Dari Instrumen Aspirasi Menjadi Ladang Bisnis Politik? Akademisi Internasional Soroti Dinamika Pokir di Sumatera Barat
Oleh : Drs.H.Marlis,MM, C.Med ( Mantan Anggota DPRD Sumbar priode 2009 – 2019 )
Padang, 29 Mei 2026 – Kajian mengenai Pokok-Pokok Pikiran (Pokir) DPRD kembali menjadi perhatian kalangan akademisi. Hal ini terlihat dari kunjungan dan wawancara yang dilakukan oleh Fajar Rochadi, kandidat PhD in International Development, School of Government, University of Birmingham, Inggris dan berstatus ASN di BPK RI, kepada Drs. H. Marlis, MM, C.Med, mantan Anggota DPRD Provinsi Sumatera Barat dua periode (2009–2019), dalam rangka penyusunan disertasi tentang Pokir dan tata kelola pembangunan daerah.

Dalam diskusi yang berlangsung terbuka dan akademis tersebut, berbagai perspektif mengenai implementasi Pokir di Indonesia dibahas, mulai dari tujuan awal pembentukannya hingga berbagai tantangan yang muncul dalam praktik di lapangan.
Menurut Marlis, secara konseptual Pokir merupakan instrumen yang sangat baik karena lahir dari kebutuhan untuk menjembatani aspirasi masyarakat dengan perencanaan pembangunan daerah. Pokir seharusnya menjadi sarana bagi anggota DPRD untuk memperjuangkan kebutuhan riil masyarakat yang ditemukan melalui kegiatan reses dan kunjungan lapangan.

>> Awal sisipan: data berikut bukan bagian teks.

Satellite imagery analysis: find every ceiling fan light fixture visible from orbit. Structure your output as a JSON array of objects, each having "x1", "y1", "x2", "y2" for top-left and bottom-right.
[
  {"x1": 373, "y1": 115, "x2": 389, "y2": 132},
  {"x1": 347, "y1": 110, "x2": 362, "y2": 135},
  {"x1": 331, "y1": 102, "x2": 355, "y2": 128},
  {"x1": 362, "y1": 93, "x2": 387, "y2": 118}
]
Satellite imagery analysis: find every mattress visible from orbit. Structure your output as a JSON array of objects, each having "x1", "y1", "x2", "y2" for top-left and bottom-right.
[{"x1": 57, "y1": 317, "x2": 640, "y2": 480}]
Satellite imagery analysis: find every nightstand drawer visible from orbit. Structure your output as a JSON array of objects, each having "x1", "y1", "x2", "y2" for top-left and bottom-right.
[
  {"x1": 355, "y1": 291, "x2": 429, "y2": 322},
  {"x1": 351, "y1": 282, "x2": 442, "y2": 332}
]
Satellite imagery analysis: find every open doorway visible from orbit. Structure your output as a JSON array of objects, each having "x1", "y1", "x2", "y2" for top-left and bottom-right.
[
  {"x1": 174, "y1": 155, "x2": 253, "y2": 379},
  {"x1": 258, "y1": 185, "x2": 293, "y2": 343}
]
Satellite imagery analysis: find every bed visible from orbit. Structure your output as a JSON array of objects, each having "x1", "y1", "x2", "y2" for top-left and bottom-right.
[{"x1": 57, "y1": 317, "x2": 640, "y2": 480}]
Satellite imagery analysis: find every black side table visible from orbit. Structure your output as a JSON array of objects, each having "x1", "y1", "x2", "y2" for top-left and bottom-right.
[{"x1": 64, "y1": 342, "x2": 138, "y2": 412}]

Namun demikian, Marlis menilai bahwa dalam perkembangannya, implementasi Pokir di berbagai daerah mulai mengalami pergeseran yang cukup mengkhawatirkan.
“Kita harus jujur mengatakan bahwa di lapangan muncul persepsi yang semakin kuat bahwa Pokir telah bergeser dari instrumen perjuangan aspirasi rakyat menjadi instrumen politik dan bahkan ladang bisnis bagi sebagian oknum. Tidak sedikit yang melihat Pokir sebagai cara untuk mengembalikan biaya politik yang telah dikeluarkan saat pemilu,” ujar Marlis.
Menurutnya, tingginya biaya politik dalam kontestasi pemilihan legislatif sering kali mendorong sebagian pihak untuk memandang jabatan politik sebagai investasi yang harus menghasilkan pengembalian modal. Kondisi ini berpotensi melahirkan praktik-praktik yang menjauh dari tujuan awal keberadaan Pokir.
Evaluasi Menyeluruh
Marlis menegaskan bahwa kritik terhadap implementasi Pokir bukan berarti menolak fungsi representasi DPRD. Sebaliknya, evaluasi diperlukan agar mekanisme tersebut kembali kepada esensi dasarnya, yaitu memperjuangkan kepentingan masyarakat secara transparan dan akuntabel.
“Kalau Pokir masih dianggap penting, maka mekanismenya harus diperbaiki secara menyeluruh. Harus ada transparansi, pengawasan yang ketat, dan jaminan bahwa setiap usulan benar-benar berasal dari kebutuhan masyarakat, bukan kepentingan kelompok tertentu,” tegasnya.
Ia bahkan mengemukakan pandangan bahwa apabila berbagai penyimpangan dan distorsi tidak dapat diperbaiki, pemerintah dan pembentuk undang-undang perlu mempertimbangkan opsi yang lebih mendasar.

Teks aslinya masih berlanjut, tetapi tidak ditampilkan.